Next, Jacks and Daniel recruited horror filmmaker/writer Clive Barker to direct after his success with Hellraiser (1987). Barker's 1990 treatment and a successive 1991 screenplay by Mick Garris were dark and violent with the story revolving around an art museum that rebuilds an entire Egyptian tomb in Beverly Hills. Jacks recalls that Barker's take was "dark, sexual and filled with mysticism", and that, "it would have been a great low-budget movie". Barker recalled the concept was too weird for the studio, and that his vision treated the Mummy as a jumping-off point for the film instead of the central character.

Alan Ormsby, unaware of previous efforts to launch the film, was brought on next. He pitched a more straightforward update to the 1932 film, again focusing on the Mummy as a relentless Terminator-like character. Joe Dante was attached as director, increasing the budget for his idea of Daniel Day-Lewis as a brooding Mummy. This version's draft was later re-written by John Sayles. It was set in contemporary times and focused on reincarnation with elements of a love story. It came close to being made—with some elements like the flesh-eating scarabs making it to the final product—but Universal balked at the higher price tag.

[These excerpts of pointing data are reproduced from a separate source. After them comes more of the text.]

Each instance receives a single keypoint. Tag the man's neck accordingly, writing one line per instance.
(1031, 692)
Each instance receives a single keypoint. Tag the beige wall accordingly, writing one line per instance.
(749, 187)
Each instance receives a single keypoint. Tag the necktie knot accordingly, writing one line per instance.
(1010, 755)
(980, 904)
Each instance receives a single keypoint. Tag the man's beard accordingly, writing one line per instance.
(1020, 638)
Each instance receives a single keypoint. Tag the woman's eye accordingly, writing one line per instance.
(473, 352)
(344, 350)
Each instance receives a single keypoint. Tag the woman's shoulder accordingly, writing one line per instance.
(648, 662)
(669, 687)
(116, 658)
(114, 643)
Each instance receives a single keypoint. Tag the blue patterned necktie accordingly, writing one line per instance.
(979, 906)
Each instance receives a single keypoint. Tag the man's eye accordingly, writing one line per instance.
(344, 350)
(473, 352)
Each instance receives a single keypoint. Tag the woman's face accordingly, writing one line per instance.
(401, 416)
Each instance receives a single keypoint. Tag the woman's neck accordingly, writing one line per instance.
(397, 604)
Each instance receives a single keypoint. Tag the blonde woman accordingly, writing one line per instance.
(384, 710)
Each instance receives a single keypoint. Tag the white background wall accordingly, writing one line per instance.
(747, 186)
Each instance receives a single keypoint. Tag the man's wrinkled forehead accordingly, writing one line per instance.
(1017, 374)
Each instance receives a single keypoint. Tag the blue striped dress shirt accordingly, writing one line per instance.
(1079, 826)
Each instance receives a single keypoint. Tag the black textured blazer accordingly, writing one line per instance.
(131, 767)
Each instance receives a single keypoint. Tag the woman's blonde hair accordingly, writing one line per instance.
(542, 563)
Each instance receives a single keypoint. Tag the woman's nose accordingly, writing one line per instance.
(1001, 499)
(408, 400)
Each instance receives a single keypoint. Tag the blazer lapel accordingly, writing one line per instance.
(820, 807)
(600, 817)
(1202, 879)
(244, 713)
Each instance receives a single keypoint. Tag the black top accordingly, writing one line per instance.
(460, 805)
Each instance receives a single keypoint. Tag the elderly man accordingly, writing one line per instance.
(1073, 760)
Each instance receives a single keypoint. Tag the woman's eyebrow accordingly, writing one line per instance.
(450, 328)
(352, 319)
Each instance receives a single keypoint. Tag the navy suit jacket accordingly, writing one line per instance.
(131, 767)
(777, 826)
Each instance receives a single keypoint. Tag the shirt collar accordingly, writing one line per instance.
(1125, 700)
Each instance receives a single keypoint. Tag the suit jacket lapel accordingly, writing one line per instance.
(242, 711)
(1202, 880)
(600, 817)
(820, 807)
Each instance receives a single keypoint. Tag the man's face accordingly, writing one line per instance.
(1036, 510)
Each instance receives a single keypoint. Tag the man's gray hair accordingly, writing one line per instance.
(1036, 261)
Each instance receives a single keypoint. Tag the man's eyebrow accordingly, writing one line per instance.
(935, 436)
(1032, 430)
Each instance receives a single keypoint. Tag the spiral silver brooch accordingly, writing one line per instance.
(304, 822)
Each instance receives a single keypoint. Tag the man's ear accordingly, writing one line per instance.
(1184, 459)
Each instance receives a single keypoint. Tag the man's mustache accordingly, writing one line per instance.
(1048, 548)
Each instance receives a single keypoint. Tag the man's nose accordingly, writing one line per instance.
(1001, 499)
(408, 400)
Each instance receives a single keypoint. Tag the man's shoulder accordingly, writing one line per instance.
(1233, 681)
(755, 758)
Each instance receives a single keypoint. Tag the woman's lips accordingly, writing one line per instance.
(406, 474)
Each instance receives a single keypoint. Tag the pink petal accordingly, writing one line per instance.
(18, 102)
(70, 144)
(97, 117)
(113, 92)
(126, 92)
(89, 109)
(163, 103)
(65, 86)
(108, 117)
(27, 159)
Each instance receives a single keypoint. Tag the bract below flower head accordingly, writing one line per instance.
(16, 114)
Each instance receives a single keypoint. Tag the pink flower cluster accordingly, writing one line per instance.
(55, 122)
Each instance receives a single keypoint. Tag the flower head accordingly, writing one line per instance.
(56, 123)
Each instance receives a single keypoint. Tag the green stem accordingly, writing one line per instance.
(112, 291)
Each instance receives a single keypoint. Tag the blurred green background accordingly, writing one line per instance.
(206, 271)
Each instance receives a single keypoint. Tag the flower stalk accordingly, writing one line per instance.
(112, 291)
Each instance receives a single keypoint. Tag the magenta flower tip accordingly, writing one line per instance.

Romero returned to the project seven years later in 1994 with a vision of a zombie-style horror film similar to Night of the Living Dead (1968), but which also relied heavily upon elements of tragic romance and ambivalence of identity. Romero completed a draft in October 1994, co-written with Ormsby and Sayles, that revolved around a female archaeologist named Helen Grover and her discovery of the tomb of Imhotep, an Egyptian general who lived in the time of Ramesses II. Unfolding in a nameless American city in modern times, events are set into motion when Imhotep inadvertently awakens as a result of his body having been exposed to rays from an MRI scan in a high-tech forensic archaeology lab. Helen finds herself drawn into a tentative relationship with Imhotep while also experiencing clairvoyant flashbacks to a previous life in the Nineteenth Dynasty of Egypt as a priestess of Isis. Summoning mystical powers through incantation, Imhotep later resurrects the mummy of Karis, a loyal slave. Karis embarks on a vengeful rampage against the grave robbers of his tomb. Romero's script was considered too dark and violent by Jacks and the studio, who wanted a more accessible picture. Romero was unable to extricate himself from another contract he had in negotiation with MGM and so his involvement with the film was severed and the development of an entirely new script was commissioned.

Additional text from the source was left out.